Your own "Custom" pedal train as to say.
We've see a few in the"Show us you pedalboard" thread, but was looking for more creative or outside the box ideas.
For example, here is my Ikea Gorm boards.
















Here I found a suitcase with potential. Can you see it coming together?



















Sent from my Other Brain


----------



## bzrkrage (Mar 20, 2011)

So, the sign kit is apparently "Vintage" and approx $250US+ says my wife, so that's a "no" to turning it into a pedalboard.


Sent from my Other Brain


----------



## mhammer (Nov 30, 2007)

I made a pedalboard out of this, from Dollarama. Total cost for board and velcro, after taxes, $7.35. It was seeing what people had done with the Ikea Gorm shelf that made me curious about whether I could do something with these 12"x12" squares.
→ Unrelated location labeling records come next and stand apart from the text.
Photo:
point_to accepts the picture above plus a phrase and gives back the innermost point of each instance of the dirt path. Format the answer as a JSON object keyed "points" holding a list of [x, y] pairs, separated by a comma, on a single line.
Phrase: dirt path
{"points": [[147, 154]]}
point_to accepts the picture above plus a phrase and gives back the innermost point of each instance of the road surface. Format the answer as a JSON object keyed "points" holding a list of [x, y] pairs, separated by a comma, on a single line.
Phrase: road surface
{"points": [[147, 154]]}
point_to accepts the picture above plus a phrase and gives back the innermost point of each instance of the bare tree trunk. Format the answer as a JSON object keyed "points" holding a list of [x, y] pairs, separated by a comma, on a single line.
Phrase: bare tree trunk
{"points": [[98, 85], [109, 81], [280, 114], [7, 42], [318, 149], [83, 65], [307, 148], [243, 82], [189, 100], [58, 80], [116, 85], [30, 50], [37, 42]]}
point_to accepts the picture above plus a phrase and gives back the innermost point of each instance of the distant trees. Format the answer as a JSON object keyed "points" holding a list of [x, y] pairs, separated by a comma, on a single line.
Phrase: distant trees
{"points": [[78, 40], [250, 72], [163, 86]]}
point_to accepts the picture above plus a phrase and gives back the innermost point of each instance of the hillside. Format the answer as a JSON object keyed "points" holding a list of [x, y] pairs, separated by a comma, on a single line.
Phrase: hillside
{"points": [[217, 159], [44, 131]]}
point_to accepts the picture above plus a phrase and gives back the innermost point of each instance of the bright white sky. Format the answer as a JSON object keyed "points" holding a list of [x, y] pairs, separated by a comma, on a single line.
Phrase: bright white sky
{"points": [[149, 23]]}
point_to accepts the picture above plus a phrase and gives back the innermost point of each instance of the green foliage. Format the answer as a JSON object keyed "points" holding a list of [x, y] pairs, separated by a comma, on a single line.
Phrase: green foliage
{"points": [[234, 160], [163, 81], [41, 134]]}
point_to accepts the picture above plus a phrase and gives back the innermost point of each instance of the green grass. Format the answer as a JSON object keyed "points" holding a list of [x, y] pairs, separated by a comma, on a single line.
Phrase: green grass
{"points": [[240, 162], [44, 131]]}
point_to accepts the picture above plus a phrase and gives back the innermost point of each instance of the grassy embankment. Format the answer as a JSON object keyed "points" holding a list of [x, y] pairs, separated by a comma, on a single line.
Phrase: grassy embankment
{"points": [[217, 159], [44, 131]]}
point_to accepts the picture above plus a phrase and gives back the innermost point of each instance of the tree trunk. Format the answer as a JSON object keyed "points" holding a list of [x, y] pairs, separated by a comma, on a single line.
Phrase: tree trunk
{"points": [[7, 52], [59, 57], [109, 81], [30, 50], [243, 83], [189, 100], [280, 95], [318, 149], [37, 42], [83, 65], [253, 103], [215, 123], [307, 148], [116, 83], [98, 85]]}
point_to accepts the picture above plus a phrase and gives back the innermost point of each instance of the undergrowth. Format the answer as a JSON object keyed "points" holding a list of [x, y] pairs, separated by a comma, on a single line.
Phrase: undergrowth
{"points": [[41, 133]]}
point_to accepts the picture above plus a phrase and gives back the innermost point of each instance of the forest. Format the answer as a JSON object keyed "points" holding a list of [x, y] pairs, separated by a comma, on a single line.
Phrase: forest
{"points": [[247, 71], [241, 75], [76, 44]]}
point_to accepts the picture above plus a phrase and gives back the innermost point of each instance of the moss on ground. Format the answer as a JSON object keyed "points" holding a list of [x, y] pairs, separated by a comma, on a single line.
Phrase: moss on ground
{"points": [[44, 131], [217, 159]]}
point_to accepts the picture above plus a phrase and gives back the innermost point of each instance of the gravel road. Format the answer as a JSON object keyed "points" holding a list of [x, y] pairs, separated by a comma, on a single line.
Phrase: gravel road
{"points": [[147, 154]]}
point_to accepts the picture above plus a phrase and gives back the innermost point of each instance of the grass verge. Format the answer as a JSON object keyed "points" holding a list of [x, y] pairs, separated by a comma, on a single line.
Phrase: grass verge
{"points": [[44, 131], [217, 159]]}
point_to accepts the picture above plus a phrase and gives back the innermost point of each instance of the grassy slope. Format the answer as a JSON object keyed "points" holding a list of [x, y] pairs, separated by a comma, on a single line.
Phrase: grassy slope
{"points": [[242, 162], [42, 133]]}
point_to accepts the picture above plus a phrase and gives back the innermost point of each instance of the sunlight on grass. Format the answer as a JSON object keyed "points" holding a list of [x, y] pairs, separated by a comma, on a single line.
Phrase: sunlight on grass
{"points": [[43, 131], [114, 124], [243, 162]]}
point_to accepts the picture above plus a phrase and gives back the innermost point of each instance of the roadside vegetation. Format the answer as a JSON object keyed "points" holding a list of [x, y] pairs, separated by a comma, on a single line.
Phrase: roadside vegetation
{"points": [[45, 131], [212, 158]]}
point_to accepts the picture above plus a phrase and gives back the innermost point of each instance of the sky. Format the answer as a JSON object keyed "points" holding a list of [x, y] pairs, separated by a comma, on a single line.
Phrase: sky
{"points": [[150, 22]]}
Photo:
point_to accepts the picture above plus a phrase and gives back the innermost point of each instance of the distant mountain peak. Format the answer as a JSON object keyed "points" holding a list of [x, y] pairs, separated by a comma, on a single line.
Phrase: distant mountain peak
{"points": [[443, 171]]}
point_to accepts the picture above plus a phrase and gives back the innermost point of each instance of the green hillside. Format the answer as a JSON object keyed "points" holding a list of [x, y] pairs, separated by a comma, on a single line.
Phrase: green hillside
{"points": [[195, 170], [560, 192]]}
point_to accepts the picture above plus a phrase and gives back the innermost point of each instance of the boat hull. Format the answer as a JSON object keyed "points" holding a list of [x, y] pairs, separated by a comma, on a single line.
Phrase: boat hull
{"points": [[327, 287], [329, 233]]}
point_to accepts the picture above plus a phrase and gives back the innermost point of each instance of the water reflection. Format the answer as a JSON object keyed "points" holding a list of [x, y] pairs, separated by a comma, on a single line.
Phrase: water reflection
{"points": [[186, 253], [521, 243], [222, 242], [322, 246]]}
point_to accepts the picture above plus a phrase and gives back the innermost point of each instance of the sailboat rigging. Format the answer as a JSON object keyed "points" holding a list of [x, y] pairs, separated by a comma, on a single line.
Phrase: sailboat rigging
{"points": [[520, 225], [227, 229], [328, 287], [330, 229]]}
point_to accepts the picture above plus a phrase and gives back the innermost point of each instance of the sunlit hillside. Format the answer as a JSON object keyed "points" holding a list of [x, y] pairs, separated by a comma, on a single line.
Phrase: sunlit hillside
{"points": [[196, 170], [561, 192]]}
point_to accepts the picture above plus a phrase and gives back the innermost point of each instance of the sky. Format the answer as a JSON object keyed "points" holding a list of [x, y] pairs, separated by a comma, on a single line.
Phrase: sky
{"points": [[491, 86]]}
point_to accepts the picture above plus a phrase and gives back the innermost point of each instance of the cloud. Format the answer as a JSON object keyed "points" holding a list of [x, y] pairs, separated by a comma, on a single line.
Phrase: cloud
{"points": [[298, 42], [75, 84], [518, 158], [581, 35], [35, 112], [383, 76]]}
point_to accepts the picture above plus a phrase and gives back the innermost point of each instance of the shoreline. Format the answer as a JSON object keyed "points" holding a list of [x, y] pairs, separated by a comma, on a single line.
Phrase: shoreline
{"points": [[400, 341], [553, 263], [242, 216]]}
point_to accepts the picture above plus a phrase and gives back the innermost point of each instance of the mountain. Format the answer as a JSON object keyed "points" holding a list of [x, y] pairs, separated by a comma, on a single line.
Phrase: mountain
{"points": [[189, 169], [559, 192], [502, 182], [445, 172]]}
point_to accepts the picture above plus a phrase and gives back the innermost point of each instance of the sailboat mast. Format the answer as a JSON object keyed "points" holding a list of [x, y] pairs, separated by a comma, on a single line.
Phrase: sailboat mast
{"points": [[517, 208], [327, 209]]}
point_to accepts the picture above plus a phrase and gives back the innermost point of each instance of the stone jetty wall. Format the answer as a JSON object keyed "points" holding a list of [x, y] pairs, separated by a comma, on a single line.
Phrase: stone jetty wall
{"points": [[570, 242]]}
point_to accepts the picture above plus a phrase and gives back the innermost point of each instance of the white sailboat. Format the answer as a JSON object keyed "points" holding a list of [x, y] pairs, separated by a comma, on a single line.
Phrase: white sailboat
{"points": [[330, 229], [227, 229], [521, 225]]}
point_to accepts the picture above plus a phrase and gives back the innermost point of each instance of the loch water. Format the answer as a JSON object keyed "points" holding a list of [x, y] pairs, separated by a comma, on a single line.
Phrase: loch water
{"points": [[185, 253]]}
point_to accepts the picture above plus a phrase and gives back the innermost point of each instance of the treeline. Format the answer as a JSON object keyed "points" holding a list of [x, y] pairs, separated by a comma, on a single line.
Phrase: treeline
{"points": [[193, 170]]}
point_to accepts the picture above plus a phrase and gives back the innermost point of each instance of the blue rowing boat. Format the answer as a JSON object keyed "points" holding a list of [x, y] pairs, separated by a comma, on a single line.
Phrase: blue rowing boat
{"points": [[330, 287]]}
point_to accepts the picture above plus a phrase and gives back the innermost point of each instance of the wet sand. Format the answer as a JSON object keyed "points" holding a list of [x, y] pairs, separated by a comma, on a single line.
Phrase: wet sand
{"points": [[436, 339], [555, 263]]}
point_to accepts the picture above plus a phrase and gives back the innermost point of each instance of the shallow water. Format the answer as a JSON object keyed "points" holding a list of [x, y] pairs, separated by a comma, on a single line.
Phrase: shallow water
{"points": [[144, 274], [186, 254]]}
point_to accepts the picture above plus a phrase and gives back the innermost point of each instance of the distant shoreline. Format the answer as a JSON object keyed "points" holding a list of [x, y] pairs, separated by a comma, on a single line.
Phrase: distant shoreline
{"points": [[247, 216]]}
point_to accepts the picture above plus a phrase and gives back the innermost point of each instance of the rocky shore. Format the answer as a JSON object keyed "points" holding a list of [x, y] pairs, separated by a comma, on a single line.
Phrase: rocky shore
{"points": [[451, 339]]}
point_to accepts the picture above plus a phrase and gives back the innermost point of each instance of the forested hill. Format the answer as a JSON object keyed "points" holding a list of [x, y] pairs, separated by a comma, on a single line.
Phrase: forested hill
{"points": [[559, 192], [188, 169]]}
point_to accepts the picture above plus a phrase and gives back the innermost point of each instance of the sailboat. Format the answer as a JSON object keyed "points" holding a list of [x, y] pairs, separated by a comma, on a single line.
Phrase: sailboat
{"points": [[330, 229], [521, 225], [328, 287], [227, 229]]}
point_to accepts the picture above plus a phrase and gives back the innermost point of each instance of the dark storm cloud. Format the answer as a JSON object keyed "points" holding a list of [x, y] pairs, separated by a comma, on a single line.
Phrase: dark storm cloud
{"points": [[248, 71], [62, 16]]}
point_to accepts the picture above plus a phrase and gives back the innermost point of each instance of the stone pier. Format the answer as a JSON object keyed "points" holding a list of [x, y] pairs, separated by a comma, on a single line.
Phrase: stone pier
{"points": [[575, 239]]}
Not Pedaltrain, by any stretch, but it keeps me happy.


----------



## markxander (Oct 24, 2009)

I was going to chime in and say I'm a pedalboard hack too, but I must have been thinking of something else.


----------



## amagras (Apr 22, 2015)

When I moved to Canada I spent one year without computer or doing any studio work and thinking/practicing guitar almost the whole day, these two are part of that.








There's a third one I recently made here: 
http://www.guitarscanada.com/index.php?threads/77422/


----------



## GTmaker (Apr 24, 2006)

here is my latest pedal board ...
I think anyone who can go to Home Depot can make one. And it really works....
G.


----------



## amagras (Apr 22, 2015)

Is that a dd5 Gino?


----------



## GTmaker (Apr 24, 2006)

amagras said:


> Is that a dd5 Gino?


Funny thing is, I had to go over to the pedal board and see what it is...
Its a DD6.
Arent they all the same?
G.


----------



## amagras (Apr 22, 2015)

I should have suspected that because in the picture it looks like it has stereo inputs. Great pedal, I used to have one (don't remember if 5 or 6) and I miss it, it's built like a tank, the sound is closer to the dd3 (to me) and it has almost the same features. Thanks


----------



## 335Bob (Feb 26, 2006)

A 32"x 16"x 6" road case with insert that I built to house an FAS FX8, 2 expression pedals, a G String, EP Booster, A/B/Y switch and tuner. Flip top lid for easy access to wiring and power supply. Everything is wired to the front locking inputs.It makes for a quick setup and tear down.


----------



## flyswatter (Apr 6, 2016)

I use a piece of 5/8 plywood covered with the type of carpet used to cover bass and PA cabinets. You can find that stuff in any good electronics suppliers (cause the guys that build custom woofers for car audio use it too). It is cheap and will hold the hook side of any velcro on the bottom of your pedals. Covering the entire board makes it look clean, keeps you from getting splinters from the plywood, and lets you rearrange the pedals anyway you want.

I have 3 or 4 different sized boards that cost me something like 20 bucks in total to build (not counting the cables).


----------



## allthumbs56 (Jul 24, 2006)

Old suitcases make great pedalboards:


----------